The interactions of cholesterol with lecithin in excess water have been examined in sonicated dispersions using high resolution nuclear magnetic resonance spectroscopy, and in unsonicated dispersions using wide line nuclear magnetic resonance. Detailed spectroscopic and molecular interpretations are derived by comparison of the lecithin spectra before and after the addition of cholesterol. When dispersed in excess water, lecithin and cholesterol form an equimolar complex which has a lifetime greater than 30 msec.
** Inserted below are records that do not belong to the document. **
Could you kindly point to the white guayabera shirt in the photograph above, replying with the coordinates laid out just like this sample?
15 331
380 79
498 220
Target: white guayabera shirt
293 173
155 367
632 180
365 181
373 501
Apolar interactions between the steroid molecule and the first ten methylene groups of each lecithin chain severely restrict the motions of this region of the chains, leaving their terminal methyl ends relatively free. The lecithin phosphate group and cholesterol hydroxyl appear to be juxtaposed and may be hydrogen bonded. In a codispersion where the cholesterol is present in less than equimolar amounts, the complex is not distributed evenly within the bilayers, but forms clusters. Earlier observations on the chain-melting behaviour of lecithin-cholesterol codispersions are correlated with the existence of the complex and with its temperature dependence. The biological significance of the rigidity profiles across lecithin and mixed lecithin-cholesterol bilayers and of the possibility of heterogeneous distributions of complex within the plane of a bilayer is discussed.